Was bedeutet Vorbehalt der Wesentlichkeitsprüfung?

Bisher wurde von der EFRAG in den ESRS vorgesehen, dass – unabhängig von einer Wesentlichkeitsüberprüfung – ausgewählte Standards zu Nachhaltigkeitsberichterstattung, Berichtsangaben und Datenpunkten grundsätzlich als wesentlich anzugeben waren. 

Der aktuelle Entwurf sieht hingegen vor, dass Unternehmen und Konzerne künftig Berichtsanforderungen und Datenpunkte der themenspezifischen ESRS nur dann berichten müssen, wenn ihre Wesentlichkeitsüberprüfung ergeben hat, dass es sich um für sie wesentliche Angaben in der Nachhaltigkeitsberichterstattung handelt. Allein die Angaben des übergreifenden ESRS 2 „Allgemeine Angaben“ stellen grundsätzlich erforderliche Offenlegungsanforderungen dar.

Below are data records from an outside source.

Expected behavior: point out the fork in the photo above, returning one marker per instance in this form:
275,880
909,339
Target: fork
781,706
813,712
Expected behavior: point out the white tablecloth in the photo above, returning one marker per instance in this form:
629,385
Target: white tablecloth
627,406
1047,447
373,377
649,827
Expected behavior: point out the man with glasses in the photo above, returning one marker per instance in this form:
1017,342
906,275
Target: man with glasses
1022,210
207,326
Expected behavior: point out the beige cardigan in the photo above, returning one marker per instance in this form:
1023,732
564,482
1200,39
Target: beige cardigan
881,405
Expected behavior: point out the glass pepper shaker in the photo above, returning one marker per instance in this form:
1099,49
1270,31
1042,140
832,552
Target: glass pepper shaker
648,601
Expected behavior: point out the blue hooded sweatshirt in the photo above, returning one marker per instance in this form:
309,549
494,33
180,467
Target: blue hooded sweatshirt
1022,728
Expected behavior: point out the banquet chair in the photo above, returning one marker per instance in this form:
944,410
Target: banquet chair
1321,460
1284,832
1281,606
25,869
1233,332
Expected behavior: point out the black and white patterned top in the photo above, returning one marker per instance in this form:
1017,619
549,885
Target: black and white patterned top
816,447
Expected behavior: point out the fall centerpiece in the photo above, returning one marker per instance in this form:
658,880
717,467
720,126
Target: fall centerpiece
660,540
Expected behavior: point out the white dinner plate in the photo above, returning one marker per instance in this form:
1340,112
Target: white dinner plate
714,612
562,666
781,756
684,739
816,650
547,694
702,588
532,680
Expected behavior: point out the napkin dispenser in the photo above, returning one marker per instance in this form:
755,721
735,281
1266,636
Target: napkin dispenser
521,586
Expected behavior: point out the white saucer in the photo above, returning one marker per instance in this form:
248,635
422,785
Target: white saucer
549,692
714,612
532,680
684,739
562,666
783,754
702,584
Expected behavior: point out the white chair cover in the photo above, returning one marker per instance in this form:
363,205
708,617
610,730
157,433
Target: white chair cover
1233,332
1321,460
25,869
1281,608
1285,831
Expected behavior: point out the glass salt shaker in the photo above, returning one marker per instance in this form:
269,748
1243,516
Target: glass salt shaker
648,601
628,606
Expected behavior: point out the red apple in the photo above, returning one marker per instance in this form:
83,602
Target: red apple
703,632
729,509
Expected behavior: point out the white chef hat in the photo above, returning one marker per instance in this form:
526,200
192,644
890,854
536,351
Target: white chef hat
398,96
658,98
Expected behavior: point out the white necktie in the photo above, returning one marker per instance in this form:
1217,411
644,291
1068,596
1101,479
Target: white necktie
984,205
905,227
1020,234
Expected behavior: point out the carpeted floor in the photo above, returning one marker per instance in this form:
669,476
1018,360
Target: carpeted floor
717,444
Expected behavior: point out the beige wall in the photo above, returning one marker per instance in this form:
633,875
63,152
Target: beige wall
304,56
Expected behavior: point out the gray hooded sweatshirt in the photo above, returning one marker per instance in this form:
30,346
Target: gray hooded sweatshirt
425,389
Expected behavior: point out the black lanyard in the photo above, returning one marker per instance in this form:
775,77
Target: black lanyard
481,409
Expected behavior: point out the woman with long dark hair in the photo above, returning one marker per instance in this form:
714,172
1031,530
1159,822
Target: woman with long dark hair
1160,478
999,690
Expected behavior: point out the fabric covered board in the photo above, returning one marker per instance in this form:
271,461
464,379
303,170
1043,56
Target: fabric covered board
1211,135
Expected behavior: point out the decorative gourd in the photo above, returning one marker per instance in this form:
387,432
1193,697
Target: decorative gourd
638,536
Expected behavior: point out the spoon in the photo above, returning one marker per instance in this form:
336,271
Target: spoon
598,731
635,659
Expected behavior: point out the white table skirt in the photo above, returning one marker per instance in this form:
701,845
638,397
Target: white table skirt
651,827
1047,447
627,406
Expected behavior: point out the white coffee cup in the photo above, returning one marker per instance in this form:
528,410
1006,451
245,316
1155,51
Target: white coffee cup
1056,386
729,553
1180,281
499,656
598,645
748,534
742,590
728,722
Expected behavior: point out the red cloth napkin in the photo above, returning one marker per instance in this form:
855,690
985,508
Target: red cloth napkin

Gibt es weitere Erleichterungen und Übergangsvorschriften? 

Um die Berichterstattung für die Unternehmen im Vergleich zu den EFRAG-Entwürfen weiter zu erleichtern, erfolgt die Einführung der Vorgaben schrittweise. So sind Unternehmen im ersten Jahr nicht zu Angaben bezüglich der erwarteten finanziellen Auswirkungen im Zusammenhang mit Verschmutzung (ESRS E2), Wasser und Meeresressourcen (ESRS E3), Biodiversität und Ökosystem (ESRS E4) und der Kreislaufwirtschaft (ESRS E5) verpflichtet. Weitere Erleichterungen für die Erstanwendung ergeben sich in Bezug auf bestimmte Angaben aus ESRS S1 zu den eigenen Arbeitnehmern, wie etwa arbeitsbedingte Erkrankungen und die Work-Life-Balance, die ausgelassen werden können.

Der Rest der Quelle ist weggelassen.